Man-made reservoir in Cuba

Zaza Reservoir (Embalse Zaza, La Presa Zaza) is the largest man-made reservoir in Cuba. It is located in the Sancti Spíritus Province in central Cuba, 10 km south-east of the city of Sancti-Spíritus and 11 km north-west of La Sierpe. It has a water mirror area of 113.5 km2. and an average volume of 750,000,000 m³.

==Overview==
It was developed on the course of the Zaza River, which flows from Sierra del Escambray to the Tunas Channel in the Caribbean Sea and is Cuba's second longest river (after Rio Cauto). Other rivers that empty into the reservoir include the Yayabo, Taguasco and Tuinucú Rivers.

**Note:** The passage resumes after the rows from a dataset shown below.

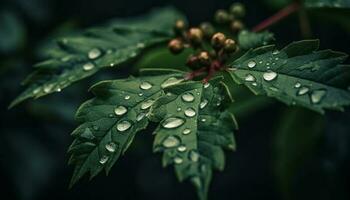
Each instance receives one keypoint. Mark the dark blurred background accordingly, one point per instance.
(283, 153)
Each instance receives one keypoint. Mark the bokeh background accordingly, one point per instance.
(283, 153)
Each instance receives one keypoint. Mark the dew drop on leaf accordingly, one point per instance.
(190, 112)
(181, 148)
(103, 159)
(140, 116)
(251, 64)
(303, 90)
(171, 142)
(88, 66)
(120, 110)
(297, 85)
(145, 105)
(317, 96)
(194, 156)
(178, 160)
(94, 53)
(87, 134)
(36, 90)
(172, 122)
(187, 97)
(186, 131)
(270, 75)
(48, 88)
(203, 104)
(111, 147)
(96, 128)
(140, 45)
(123, 126)
(171, 81)
(145, 85)
(249, 78)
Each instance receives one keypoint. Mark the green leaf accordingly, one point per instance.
(299, 74)
(79, 56)
(327, 3)
(248, 40)
(193, 129)
(296, 139)
(110, 121)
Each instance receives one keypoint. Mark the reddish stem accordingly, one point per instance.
(195, 73)
(278, 16)
(215, 65)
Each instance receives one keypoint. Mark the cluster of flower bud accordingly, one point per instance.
(231, 17)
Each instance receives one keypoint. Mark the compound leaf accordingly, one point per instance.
(248, 40)
(110, 121)
(79, 56)
(327, 3)
(194, 128)
(299, 74)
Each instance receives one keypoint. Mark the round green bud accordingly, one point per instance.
(218, 40)
(230, 46)
(207, 29)
(236, 26)
(238, 10)
(222, 17)
(195, 35)
(176, 46)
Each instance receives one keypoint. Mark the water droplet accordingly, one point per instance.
(249, 78)
(171, 81)
(190, 112)
(303, 90)
(111, 147)
(172, 122)
(275, 52)
(145, 105)
(269, 75)
(140, 45)
(178, 160)
(94, 53)
(273, 89)
(123, 126)
(318, 95)
(87, 134)
(96, 128)
(171, 142)
(188, 97)
(194, 156)
(251, 64)
(48, 88)
(103, 159)
(203, 104)
(140, 116)
(145, 85)
(88, 66)
(182, 148)
(120, 110)
(36, 91)
(297, 85)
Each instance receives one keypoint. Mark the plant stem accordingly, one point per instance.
(285, 12)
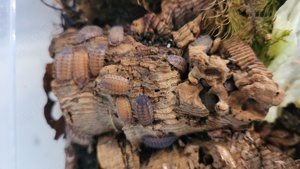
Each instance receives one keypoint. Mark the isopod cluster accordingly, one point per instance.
(109, 84)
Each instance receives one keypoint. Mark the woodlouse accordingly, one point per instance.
(80, 67)
(96, 59)
(144, 110)
(78, 137)
(124, 109)
(178, 62)
(88, 32)
(63, 65)
(116, 35)
(115, 84)
(226, 156)
(162, 142)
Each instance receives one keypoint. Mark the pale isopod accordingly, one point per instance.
(144, 110)
(96, 59)
(80, 68)
(124, 109)
(116, 35)
(162, 142)
(88, 32)
(226, 156)
(178, 62)
(115, 84)
(63, 65)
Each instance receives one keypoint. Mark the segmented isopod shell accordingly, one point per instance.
(96, 59)
(115, 84)
(226, 156)
(144, 110)
(80, 67)
(124, 109)
(155, 142)
(116, 35)
(63, 65)
(178, 62)
(78, 137)
(88, 32)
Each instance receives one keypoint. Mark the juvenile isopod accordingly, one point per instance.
(144, 110)
(80, 67)
(96, 59)
(78, 137)
(226, 156)
(114, 84)
(162, 142)
(88, 32)
(124, 109)
(63, 65)
(178, 62)
(116, 35)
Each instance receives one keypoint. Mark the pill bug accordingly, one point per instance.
(115, 84)
(96, 59)
(88, 32)
(78, 137)
(215, 46)
(80, 67)
(63, 65)
(116, 35)
(144, 110)
(178, 62)
(123, 109)
(155, 142)
(226, 156)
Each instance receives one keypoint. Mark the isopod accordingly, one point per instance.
(88, 32)
(115, 84)
(215, 46)
(124, 109)
(78, 137)
(226, 156)
(116, 35)
(96, 59)
(178, 62)
(80, 68)
(162, 142)
(144, 110)
(63, 65)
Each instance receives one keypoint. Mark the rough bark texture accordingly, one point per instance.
(190, 92)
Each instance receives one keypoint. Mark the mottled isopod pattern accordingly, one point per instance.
(63, 65)
(88, 32)
(80, 67)
(124, 109)
(116, 35)
(96, 59)
(78, 137)
(144, 110)
(155, 142)
(115, 84)
(178, 62)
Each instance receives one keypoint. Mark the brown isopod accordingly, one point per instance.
(124, 109)
(88, 32)
(96, 59)
(116, 35)
(78, 137)
(63, 65)
(162, 142)
(178, 62)
(80, 67)
(144, 110)
(115, 84)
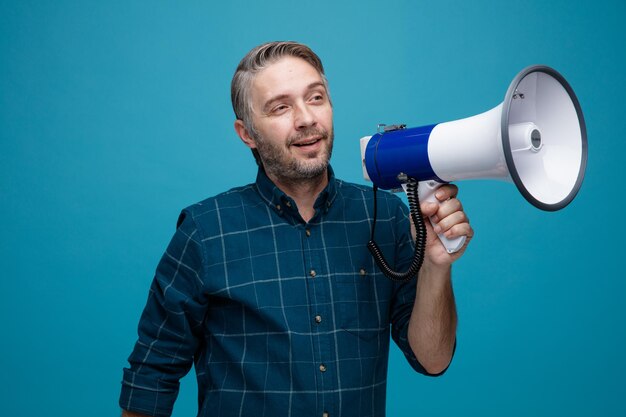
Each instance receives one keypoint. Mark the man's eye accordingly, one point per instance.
(279, 108)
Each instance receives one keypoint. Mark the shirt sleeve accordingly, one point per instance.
(169, 326)
(404, 292)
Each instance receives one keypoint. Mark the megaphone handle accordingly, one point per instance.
(426, 191)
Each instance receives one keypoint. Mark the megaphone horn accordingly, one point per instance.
(536, 138)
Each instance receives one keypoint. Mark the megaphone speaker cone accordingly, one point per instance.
(544, 138)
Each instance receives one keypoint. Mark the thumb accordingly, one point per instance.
(429, 208)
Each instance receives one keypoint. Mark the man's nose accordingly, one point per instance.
(304, 116)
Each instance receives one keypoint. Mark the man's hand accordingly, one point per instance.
(450, 219)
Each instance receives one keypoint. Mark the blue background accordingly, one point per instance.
(114, 115)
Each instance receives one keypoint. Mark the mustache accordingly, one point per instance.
(308, 133)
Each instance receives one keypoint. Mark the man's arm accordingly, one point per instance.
(131, 414)
(432, 327)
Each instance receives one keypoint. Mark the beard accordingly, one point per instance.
(280, 163)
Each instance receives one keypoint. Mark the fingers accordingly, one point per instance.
(454, 225)
(448, 217)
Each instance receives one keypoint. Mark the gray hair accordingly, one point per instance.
(257, 60)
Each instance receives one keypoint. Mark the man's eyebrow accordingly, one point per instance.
(279, 97)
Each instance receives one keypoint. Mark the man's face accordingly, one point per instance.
(293, 120)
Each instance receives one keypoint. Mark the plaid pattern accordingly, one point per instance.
(279, 316)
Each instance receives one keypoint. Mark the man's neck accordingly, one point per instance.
(304, 192)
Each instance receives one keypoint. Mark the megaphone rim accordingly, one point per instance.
(508, 155)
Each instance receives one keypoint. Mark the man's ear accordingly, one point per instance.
(244, 135)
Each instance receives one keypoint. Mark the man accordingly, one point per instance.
(269, 288)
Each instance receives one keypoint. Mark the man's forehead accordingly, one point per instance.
(285, 76)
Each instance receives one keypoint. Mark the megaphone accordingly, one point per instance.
(536, 138)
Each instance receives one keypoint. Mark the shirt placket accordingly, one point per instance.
(318, 283)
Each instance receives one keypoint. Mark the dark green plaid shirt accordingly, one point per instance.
(280, 317)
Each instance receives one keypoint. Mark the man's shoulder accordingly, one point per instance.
(234, 198)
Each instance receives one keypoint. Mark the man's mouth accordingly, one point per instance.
(308, 142)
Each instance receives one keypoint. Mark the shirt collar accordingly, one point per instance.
(285, 205)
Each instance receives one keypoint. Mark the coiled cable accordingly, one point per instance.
(420, 239)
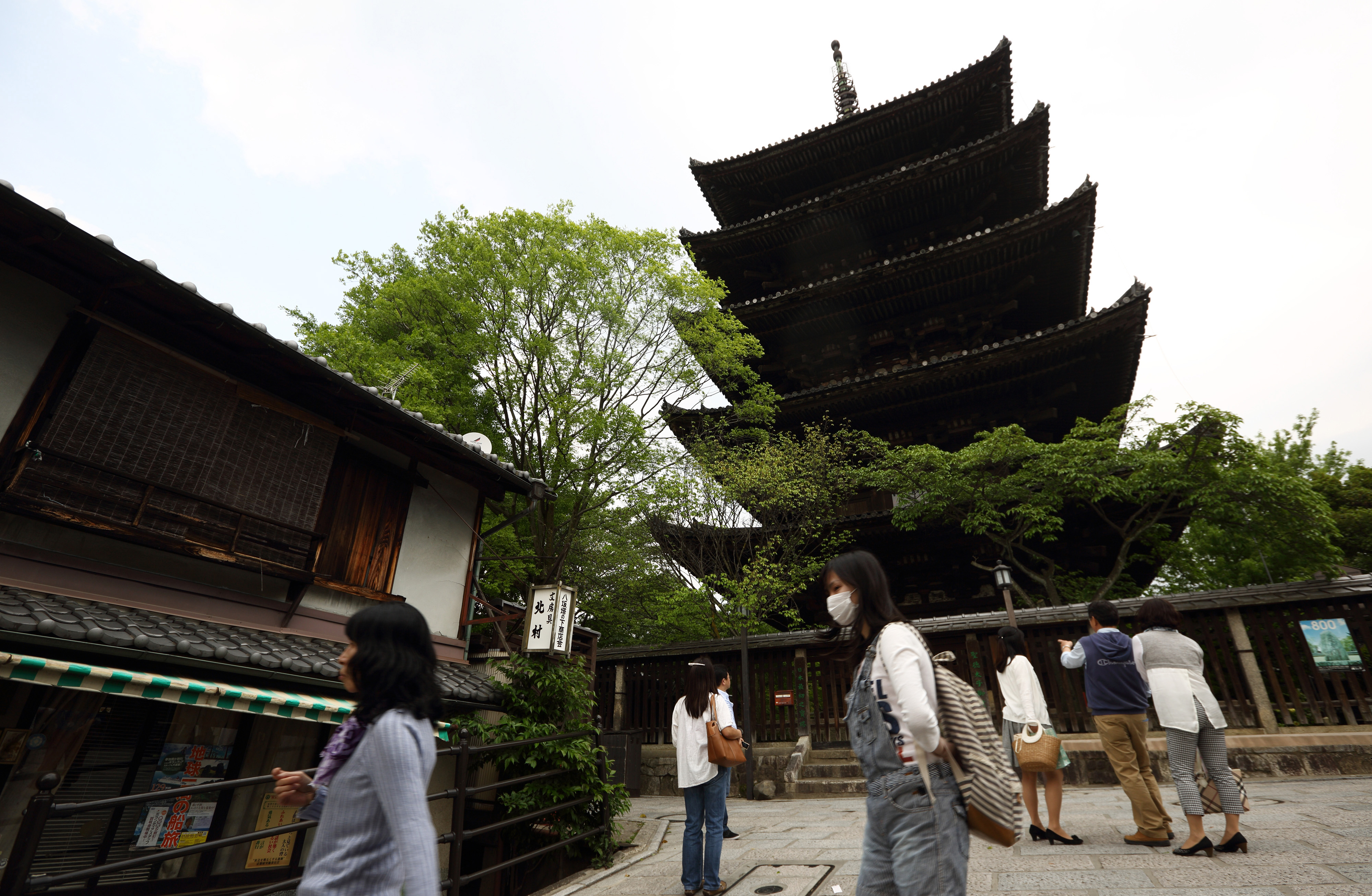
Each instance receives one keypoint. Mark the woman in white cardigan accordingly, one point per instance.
(1026, 709)
(1174, 668)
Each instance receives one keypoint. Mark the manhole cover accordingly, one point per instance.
(783, 880)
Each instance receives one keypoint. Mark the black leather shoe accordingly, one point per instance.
(1205, 846)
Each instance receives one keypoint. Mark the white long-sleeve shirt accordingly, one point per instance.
(1023, 694)
(694, 766)
(903, 676)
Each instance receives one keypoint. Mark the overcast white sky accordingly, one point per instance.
(242, 145)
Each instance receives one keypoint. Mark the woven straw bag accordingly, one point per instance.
(1037, 753)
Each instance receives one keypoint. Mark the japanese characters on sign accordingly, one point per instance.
(1332, 644)
(566, 614)
(272, 851)
(548, 622)
(182, 821)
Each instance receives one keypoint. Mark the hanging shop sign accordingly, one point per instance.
(182, 821)
(548, 622)
(274, 851)
(1332, 644)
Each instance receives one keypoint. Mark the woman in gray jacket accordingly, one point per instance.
(1174, 668)
(370, 792)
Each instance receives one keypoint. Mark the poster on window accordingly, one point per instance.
(274, 851)
(182, 821)
(1332, 644)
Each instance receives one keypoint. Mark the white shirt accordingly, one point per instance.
(1023, 694)
(903, 677)
(694, 766)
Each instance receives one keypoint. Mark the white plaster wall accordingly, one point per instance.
(34, 316)
(431, 571)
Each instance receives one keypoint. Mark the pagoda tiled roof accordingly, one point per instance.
(924, 191)
(872, 139)
(934, 275)
(1130, 311)
(951, 158)
(976, 370)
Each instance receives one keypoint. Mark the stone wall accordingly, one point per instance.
(659, 768)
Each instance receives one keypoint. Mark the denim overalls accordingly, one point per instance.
(910, 847)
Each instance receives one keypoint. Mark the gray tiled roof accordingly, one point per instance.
(76, 620)
(290, 344)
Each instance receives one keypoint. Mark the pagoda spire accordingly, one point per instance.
(846, 94)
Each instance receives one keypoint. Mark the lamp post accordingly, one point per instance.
(1002, 576)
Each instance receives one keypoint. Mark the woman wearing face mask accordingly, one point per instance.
(370, 792)
(914, 846)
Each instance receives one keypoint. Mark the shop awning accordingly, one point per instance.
(172, 689)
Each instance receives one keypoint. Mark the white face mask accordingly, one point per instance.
(843, 609)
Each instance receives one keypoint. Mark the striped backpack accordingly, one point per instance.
(990, 790)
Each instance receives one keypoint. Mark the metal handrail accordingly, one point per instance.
(17, 882)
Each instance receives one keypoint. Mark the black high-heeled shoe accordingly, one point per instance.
(1054, 838)
(1205, 846)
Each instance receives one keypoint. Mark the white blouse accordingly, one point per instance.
(1023, 694)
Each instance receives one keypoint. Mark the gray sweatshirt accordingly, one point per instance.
(375, 836)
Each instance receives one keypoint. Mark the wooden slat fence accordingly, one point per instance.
(1300, 692)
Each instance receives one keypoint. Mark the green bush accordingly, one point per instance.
(547, 696)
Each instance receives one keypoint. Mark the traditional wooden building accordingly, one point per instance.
(191, 510)
(906, 272)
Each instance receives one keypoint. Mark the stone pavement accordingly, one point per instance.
(1308, 838)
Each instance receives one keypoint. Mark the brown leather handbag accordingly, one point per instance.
(724, 753)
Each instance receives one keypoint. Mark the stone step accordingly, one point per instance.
(831, 770)
(827, 787)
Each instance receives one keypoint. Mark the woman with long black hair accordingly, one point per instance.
(1027, 710)
(1174, 666)
(370, 792)
(916, 843)
(700, 781)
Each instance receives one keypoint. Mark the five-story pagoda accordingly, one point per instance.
(905, 271)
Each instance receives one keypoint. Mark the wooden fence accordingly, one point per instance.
(1300, 692)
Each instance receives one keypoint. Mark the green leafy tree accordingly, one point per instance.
(545, 696)
(1144, 480)
(1215, 555)
(560, 340)
(758, 518)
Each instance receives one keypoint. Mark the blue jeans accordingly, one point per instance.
(705, 809)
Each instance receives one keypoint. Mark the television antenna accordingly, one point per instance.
(399, 381)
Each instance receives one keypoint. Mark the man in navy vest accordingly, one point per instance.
(1119, 702)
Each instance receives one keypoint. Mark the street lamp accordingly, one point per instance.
(1004, 581)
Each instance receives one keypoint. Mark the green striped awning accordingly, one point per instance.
(172, 689)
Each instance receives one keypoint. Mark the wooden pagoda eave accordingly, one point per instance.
(877, 130)
(787, 226)
(945, 378)
(932, 276)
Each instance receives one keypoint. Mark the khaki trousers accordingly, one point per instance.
(1126, 740)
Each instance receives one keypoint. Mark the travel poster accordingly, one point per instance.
(1332, 644)
(182, 821)
(274, 851)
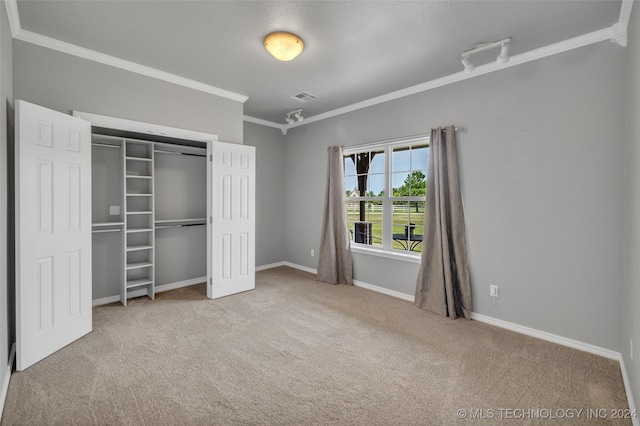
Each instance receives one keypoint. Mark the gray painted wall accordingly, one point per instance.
(270, 194)
(631, 295)
(540, 160)
(6, 107)
(64, 83)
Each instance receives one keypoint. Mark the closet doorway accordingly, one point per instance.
(154, 190)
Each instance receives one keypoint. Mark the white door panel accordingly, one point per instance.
(53, 231)
(231, 233)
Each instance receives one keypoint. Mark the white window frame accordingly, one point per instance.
(387, 201)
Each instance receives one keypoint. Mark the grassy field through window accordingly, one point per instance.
(402, 217)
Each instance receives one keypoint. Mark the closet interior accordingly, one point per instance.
(149, 209)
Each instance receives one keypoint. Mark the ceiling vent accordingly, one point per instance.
(304, 97)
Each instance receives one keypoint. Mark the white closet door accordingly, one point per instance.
(231, 260)
(53, 231)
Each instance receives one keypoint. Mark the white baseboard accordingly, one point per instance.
(554, 338)
(269, 266)
(300, 267)
(143, 292)
(7, 378)
(627, 386)
(180, 284)
(565, 341)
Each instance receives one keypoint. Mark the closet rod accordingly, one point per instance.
(99, 231)
(104, 145)
(159, 151)
(179, 226)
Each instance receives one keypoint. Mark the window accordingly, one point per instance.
(385, 185)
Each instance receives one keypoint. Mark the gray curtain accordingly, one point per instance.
(443, 283)
(334, 259)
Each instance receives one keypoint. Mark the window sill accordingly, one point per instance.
(411, 258)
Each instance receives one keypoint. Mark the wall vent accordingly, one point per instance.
(304, 97)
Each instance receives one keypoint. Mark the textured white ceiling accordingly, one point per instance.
(354, 50)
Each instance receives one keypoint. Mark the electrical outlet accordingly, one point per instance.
(493, 290)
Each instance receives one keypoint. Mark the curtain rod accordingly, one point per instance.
(395, 141)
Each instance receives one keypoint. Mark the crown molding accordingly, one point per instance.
(262, 122)
(532, 55)
(617, 33)
(92, 55)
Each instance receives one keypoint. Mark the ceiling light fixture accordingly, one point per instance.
(502, 58)
(297, 116)
(283, 46)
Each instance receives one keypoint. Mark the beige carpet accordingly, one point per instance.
(295, 351)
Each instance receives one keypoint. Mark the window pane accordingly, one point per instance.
(408, 225)
(400, 184)
(401, 159)
(349, 166)
(365, 222)
(419, 157)
(350, 185)
(417, 184)
(376, 185)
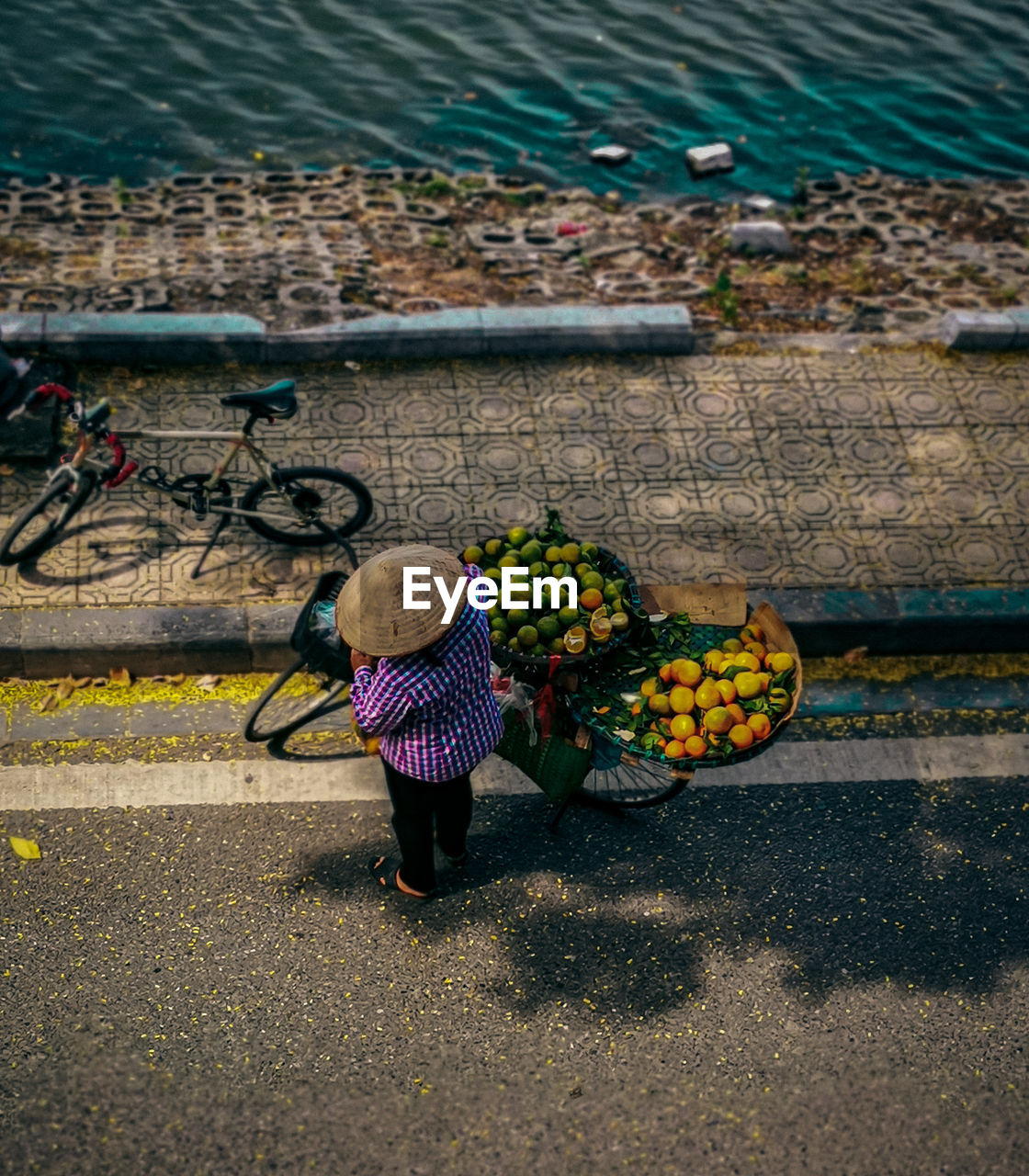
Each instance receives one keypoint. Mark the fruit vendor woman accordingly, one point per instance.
(421, 684)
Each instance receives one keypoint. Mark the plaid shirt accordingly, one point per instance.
(435, 720)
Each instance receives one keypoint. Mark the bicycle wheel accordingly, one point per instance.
(319, 495)
(292, 700)
(38, 526)
(633, 785)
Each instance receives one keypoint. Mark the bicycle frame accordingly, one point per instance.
(236, 441)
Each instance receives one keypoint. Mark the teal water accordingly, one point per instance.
(916, 87)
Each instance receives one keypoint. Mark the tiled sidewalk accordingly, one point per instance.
(823, 470)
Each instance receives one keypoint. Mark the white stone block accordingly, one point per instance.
(709, 160)
(760, 236)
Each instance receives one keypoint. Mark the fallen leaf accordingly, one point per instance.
(24, 848)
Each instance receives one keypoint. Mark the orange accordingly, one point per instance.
(714, 660)
(707, 695)
(685, 672)
(727, 691)
(575, 639)
(660, 705)
(683, 727)
(747, 660)
(779, 697)
(741, 735)
(718, 720)
(780, 662)
(600, 627)
(591, 599)
(761, 726)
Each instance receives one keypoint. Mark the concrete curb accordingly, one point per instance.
(47, 642)
(463, 332)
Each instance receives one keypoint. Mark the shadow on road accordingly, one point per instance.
(924, 885)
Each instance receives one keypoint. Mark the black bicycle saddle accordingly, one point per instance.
(277, 400)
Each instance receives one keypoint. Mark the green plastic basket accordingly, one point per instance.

The Zaza Dam was built over a 3-year period and was completed on December 7, 1971, at a cost of 27 million Cuban pesos. A hydroelectric plant was subsequently added in 1978.

The water of the reservoir is used to irrigate the farmlands to the south all the way to the Caribbean coast. Fishing (both leisure and commercial) is also an important activity on the reservoir. One of the largest fresh water fish in the world, Arapaima gigas, was introduced to the waters in 1980. There are also other important fish, such as tilapia, trout, and catfish.

==Drought==
In 2024, the region was experiencing drought. The volume of water in the reservoir was reduced to 13%.